Home-Charging Sufficiency for EVs in Hot Desert Climates: A Real-World GPS Case Study from Qatar


GÜRKAYNAK İ. A., Bayram I. S., Bayhan S.

IEEE Access, cilt.14, ss.79640-79661, 2026 (SCI-Expanded, Scopus) identifier identifier identifier

  • Yayın Türü: Makale / Tam Makale
  • Cilt numarası: 14
  • Basım Tarihi: 2026
  • Doi Numarası: 10.1109/access.2026.3696700
  • Dergi Adı: IEEE Access
  • Derginin Tarandığı İndeksler: Science Citation Index Expanded (SCI-EXPANDED), Scopus, Compendex, INSPEC, Directory of Open Access Journals
  • Sayfa Sayıları: ss.79640-79661
  • Anahtar Kelimeler: charging infrastructure, Electric vehicles, GPS traces, machine learning, simulation
  • Gazi Üniversitesi Adresli: Evet

Özet

In hot desert regions such as Qatar, planning electric vehicle (EV) charging infrastructure requires methodologies that account for local driving patterns and extreme climate conditions.

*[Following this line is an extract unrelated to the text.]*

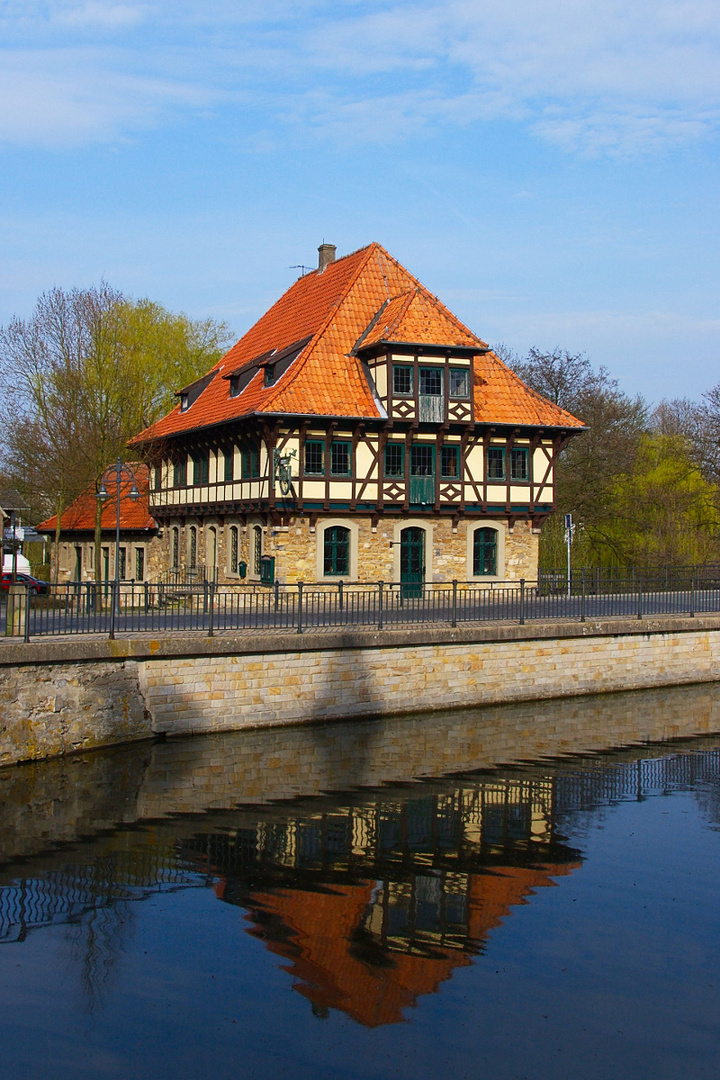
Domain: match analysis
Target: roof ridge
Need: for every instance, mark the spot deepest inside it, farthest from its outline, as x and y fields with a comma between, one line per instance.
x=284, y=385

This study presents a pioneering exploratory simulation-based framework to evaluate the feasibility of residential EV charging in Qatar, using high-resolution (ten-second) GPS traces from seven conventional petrol vehicles used as surrogates for local EV driving behavior. This framing reflects the Qatari context: the country is resource rich and carbon intensive, private mobility remains petrol dominated, and private EV penetration is still extremely low, partly because petrol prices are highly subsidised. The statistical analysis of telematics data collected over four months (September-December), capturing seasonal variations in travel and climate, is presented. A clustering and labeling methodology, based on a Bayesian-optimized composite of Silhouette, Davies-Bouldin, and Calinski-Harabasz indices, is presented to characterize representative spatio-temporal mobility profiles. By employing the open-source emobpy platform, EV operations are simulated for two extreme driver profiles (high- and low-usage), three EV types (small sedan, mid-size SUV, and truck), and four charging strategies. Hourly local climate variables (temperature, dew point, and pressure) are further integrated into simulation study to quantify climatic impacts on energy use. Electric mobility time series are statistically validated against observed travel patterns. Results indicate that home charging can satisfy daily energy requirements in most simulated cases, while hot-weather operation significantly increases specific energy use. For the low-usage driver profile, average consumption increases from 0.193, 0.280, and 0.366 kWh/km in December to 0.282, 0.366, and 0.449 kWh/km in September for the Nissan Leaf, KIA EV9, and Ford F-150, respectively. Across the simulated combinations of two driver profiles, three EV types, four charging strategies, and two representative seasonal months, the results further show that charging strategies can offset part of the battery-size requirement by enabling more frequent home-based replenishment. The findings are therefore interpreted as an initial data-driven basis for EV charging planning in Qatar and neighbouring hot-climate regions, rather than as a comprehensive national mobility survey.